自主無人水面載具在海洋勘探和軍事發展中有多種應用。可以預見，隨著時間的推移，自主無人水面載具在未來海上環境開發中的利用將不斷提升，因此如何實現其準確的運動控制和自主導航能力為一大課題。得益於Mathwork公司的MALAB套裝軟體，設計導引律中常用的數學問題都有相應之函式可以提供設計者快速調用與驗證，目前水面無人載具的導引律(Guidance Law)設計已經十分成熟。本研究考慮一艘水面無人載具之非線性模型，導引律需要的軌跡使用三次樣條差值法來產生，將水面無人載具的導引律進行動力分配，利用最小平方法合理分配期望的控制力至船體上的不同致動器，並透過實驗或程式模擬收集各個致動器的輸入輸出資料，利用線性近似與類神經網路的方法來建立每個致動器的數學模型。此外，本研究根據致動器在船體上的位置，建立船體致動器的動力轉移矩陣，並計算其秩，以判斷船體可控制的維度。本研究將會採用一艘1.72公尺的水面載具，且配置2個可轉動之推進器，並達成自主無人水面載具動力分配的實現。而此論文將會有以下三項成果：1. 推導期望的控制力至船體上的不同致動器 2. 使用類神經網路的方法來建立致動器的數學模型、3. 實現水面無人載具之自主導控。

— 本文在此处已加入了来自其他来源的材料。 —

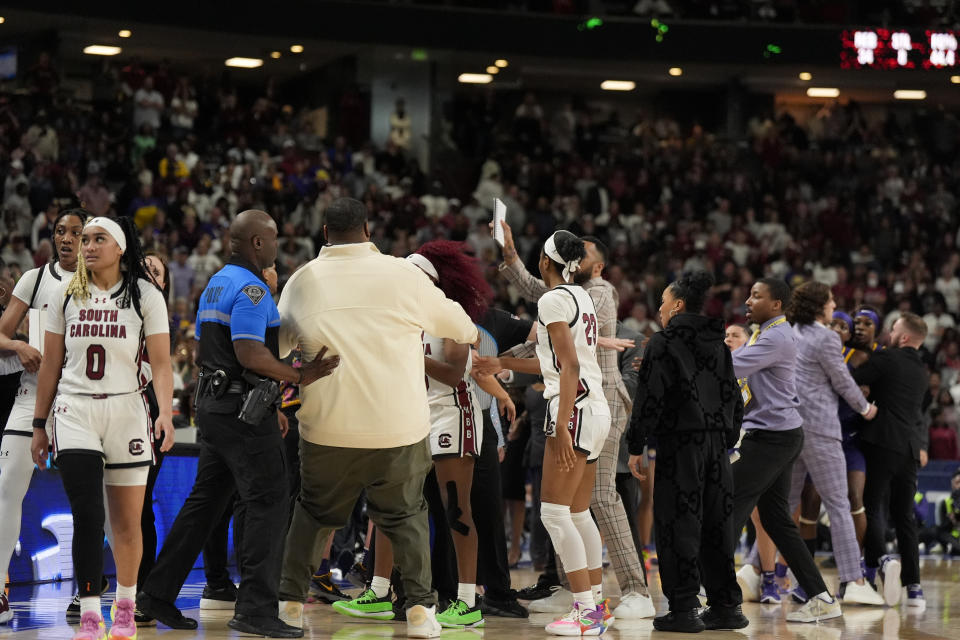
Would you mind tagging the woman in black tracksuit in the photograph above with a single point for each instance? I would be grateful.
(688, 397)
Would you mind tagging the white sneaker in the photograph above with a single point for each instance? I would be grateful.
(854, 593)
(634, 606)
(889, 576)
(560, 601)
(816, 609)
(422, 622)
(749, 581)
(291, 612)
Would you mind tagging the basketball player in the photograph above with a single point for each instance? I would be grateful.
(566, 357)
(455, 437)
(37, 289)
(101, 428)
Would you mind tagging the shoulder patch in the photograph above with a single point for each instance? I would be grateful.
(255, 293)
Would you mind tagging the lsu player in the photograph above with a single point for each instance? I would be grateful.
(37, 289)
(107, 313)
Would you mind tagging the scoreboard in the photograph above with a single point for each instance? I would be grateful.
(898, 49)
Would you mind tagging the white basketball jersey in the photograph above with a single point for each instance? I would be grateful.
(104, 343)
(571, 305)
(49, 296)
(440, 394)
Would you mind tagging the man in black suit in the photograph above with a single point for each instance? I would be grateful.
(892, 446)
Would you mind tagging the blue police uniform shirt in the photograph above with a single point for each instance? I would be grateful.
(235, 305)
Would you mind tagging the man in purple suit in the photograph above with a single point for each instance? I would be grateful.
(822, 376)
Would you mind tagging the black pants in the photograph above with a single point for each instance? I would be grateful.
(761, 478)
(693, 508)
(486, 500)
(891, 486)
(248, 461)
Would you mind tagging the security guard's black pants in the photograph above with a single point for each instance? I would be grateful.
(234, 457)
(693, 511)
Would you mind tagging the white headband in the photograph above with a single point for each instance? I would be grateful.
(569, 267)
(425, 265)
(110, 227)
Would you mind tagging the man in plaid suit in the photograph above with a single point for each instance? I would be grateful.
(606, 505)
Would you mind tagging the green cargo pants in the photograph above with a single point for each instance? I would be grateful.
(332, 479)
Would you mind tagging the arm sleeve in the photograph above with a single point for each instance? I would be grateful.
(830, 354)
(758, 356)
(530, 288)
(652, 385)
(248, 319)
(154, 310)
(441, 317)
(23, 290)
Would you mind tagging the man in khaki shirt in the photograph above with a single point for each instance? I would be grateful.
(366, 427)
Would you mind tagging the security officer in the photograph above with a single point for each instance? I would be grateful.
(241, 438)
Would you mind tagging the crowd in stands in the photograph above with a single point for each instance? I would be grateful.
(865, 204)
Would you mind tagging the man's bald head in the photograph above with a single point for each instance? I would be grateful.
(253, 236)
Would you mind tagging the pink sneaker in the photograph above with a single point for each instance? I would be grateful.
(91, 627)
(124, 625)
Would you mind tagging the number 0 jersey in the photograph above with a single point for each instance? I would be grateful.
(571, 305)
(103, 342)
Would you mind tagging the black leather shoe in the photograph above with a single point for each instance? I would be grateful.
(725, 618)
(539, 591)
(163, 612)
(680, 622)
(264, 626)
(502, 608)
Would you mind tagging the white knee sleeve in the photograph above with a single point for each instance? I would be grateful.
(564, 535)
(592, 543)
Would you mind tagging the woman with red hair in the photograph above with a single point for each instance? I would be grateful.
(456, 427)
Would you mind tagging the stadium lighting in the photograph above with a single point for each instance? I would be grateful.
(244, 63)
(475, 78)
(618, 85)
(101, 50)
(910, 94)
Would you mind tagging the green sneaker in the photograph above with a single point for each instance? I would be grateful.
(460, 616)
(367, 605)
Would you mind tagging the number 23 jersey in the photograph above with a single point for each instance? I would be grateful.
(104, 343)
(571, 305)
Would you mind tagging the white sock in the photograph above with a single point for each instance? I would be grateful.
(90, 603)
(467, 593)
(126, 593)
(585, 600)
(380, 586)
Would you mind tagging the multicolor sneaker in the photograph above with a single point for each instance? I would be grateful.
(367, 605)
(769, 591)
(92, 627)
(124, 625)
(460, 615)
(322, 589)
(915, 599)
(6, 615)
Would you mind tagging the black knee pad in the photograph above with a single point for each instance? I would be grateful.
(454, 511)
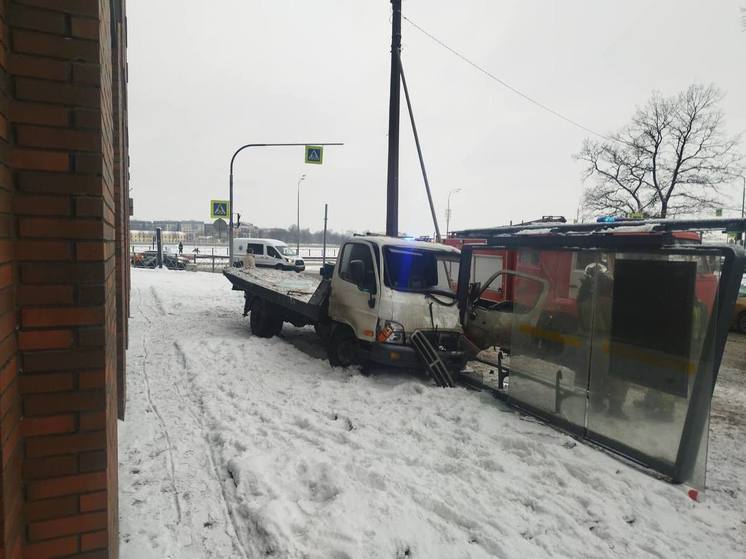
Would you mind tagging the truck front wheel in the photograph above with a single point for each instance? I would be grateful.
(264, 323)
(342, 347)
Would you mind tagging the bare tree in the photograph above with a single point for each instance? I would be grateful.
(672, 159)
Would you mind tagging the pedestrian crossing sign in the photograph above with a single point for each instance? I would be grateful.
(219, 209)
(315, 154)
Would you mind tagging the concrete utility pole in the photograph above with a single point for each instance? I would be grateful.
(448, 209)
(392, 185)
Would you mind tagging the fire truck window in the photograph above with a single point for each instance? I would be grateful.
(663, 293)
(528, 256)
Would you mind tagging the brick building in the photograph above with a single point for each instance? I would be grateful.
(64, 285)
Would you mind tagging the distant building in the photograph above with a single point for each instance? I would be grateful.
(148, 237)
(192, 230)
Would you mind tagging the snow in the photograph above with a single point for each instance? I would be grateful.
(237, 446)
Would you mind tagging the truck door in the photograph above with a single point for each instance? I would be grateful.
(355, 289)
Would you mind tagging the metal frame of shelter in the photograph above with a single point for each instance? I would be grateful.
(653, 237)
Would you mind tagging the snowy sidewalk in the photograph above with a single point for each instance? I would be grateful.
(236, 446)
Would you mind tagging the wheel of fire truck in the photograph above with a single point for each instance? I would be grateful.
(264, 323)
(323, 329)
(741, 324)
(342, 346)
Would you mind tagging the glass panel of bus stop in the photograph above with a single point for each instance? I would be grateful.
(650, 322)
(551, 331)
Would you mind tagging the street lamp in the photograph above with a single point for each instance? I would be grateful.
(448, 209)
(297, 223)
(230, 180)
(743, 207)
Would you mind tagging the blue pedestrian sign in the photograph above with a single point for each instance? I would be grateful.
(315, 154)
(219, 209)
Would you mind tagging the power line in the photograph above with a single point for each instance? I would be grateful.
(506, 84)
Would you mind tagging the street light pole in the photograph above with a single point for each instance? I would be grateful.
(230, 182)
(297, 221)
(448, 209)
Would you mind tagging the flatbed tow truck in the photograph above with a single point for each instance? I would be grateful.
(627, 362)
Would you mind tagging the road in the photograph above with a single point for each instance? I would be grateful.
(236, 446)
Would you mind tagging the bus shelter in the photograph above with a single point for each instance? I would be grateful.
(613, 332)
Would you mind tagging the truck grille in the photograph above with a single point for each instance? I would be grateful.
(443, 341)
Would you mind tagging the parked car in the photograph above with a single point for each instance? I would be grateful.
(269, 253)
(739, 313)
(149, 259)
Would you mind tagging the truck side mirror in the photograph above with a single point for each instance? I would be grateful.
(357, 272)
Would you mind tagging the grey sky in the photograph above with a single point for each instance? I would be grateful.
(206, 76)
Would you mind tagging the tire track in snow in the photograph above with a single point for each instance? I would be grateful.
(152, 405)
(227, 496)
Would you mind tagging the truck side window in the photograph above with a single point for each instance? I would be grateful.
(358, 251)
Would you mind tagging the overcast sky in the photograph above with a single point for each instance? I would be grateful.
(206, 76)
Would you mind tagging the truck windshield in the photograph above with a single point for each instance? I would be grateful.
(286, 251)
(408, 269)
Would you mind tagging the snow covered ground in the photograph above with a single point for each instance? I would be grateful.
(237, 446)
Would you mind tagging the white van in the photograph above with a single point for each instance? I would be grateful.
(270, 253)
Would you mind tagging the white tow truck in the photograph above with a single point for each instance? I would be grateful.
(386, 301)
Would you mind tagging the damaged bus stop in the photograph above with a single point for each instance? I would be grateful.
(613, 332)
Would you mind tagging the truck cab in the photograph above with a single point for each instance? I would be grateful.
(384, 289)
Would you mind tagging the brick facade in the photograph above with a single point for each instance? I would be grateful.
(64, 274)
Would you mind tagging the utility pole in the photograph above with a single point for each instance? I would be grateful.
(392, 184)
(448, 209)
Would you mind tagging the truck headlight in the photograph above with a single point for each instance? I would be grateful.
(391, 333)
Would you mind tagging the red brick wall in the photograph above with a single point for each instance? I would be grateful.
(11, 501)
(63, 274)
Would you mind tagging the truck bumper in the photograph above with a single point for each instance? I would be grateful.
(405, 356)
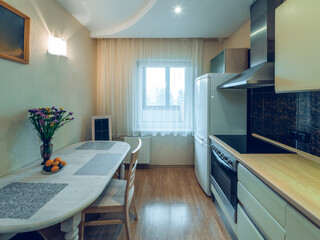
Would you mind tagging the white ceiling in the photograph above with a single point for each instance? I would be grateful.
(156, 18)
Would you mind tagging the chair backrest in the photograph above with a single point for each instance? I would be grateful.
(132, 174)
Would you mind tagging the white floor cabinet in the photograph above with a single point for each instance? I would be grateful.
(263, 214)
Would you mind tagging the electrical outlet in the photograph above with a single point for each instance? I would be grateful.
(300, 136)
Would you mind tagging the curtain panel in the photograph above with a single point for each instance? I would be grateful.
(147, 84)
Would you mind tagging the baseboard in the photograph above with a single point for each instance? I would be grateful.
(139, 166)
(171, 166)
(148, 166)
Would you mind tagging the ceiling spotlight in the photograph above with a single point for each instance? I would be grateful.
(177, 10)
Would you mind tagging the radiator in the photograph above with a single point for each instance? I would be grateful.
(144, 155)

Autonomous unmanned surface vehicles (AUSVs) have various applications in marine exploration and military development. It is foreseeable that the utilization of AUSVs in future maritime environmental development will continue to enhance over time. Therefore, achieving precise motion control and autonomous navigation capabilities for AUSVs is a major challenge. Thanks to MathWorks' MATLAB software, there are corresponding functions available to designers for quick access and verification of commonly used mathematical problems in guidance law design. The design of guidance laws for unmanned surface vehicles is well-established. In this study, we consider a nonlinear model of an AUSV and generate the desired trajectory for the guidance law using cubic spline interpolation. The control allocation for the AUSV is carried out by distributing the desired control forces to different actuators on the AUSV using a least-squares method. The input-output data of each actuator are collected through experiments or program simulations, and mathematical models for each actuator are established using linear approximation and artificial neural networks. Additionally, based on the positions of the actuators on the AUSV, a thrust configuration matrix is constructed to calculate its rank, determining the controllable dimensions of the AUSV. This research employs a 1.72-meter AUSV equipped with two steerable thrusters to achieve the implementation of control allocation in autonomous unmanned surface vehicles. The thesis will present the following three contributions: 1. Deriving the desired control forces for different actuators on the AUSV, 2. Establishing mathematical models for the actuators using artificial neural networks, and 3. Achieving autonomous control and navigation of the unmanned surface vehicle.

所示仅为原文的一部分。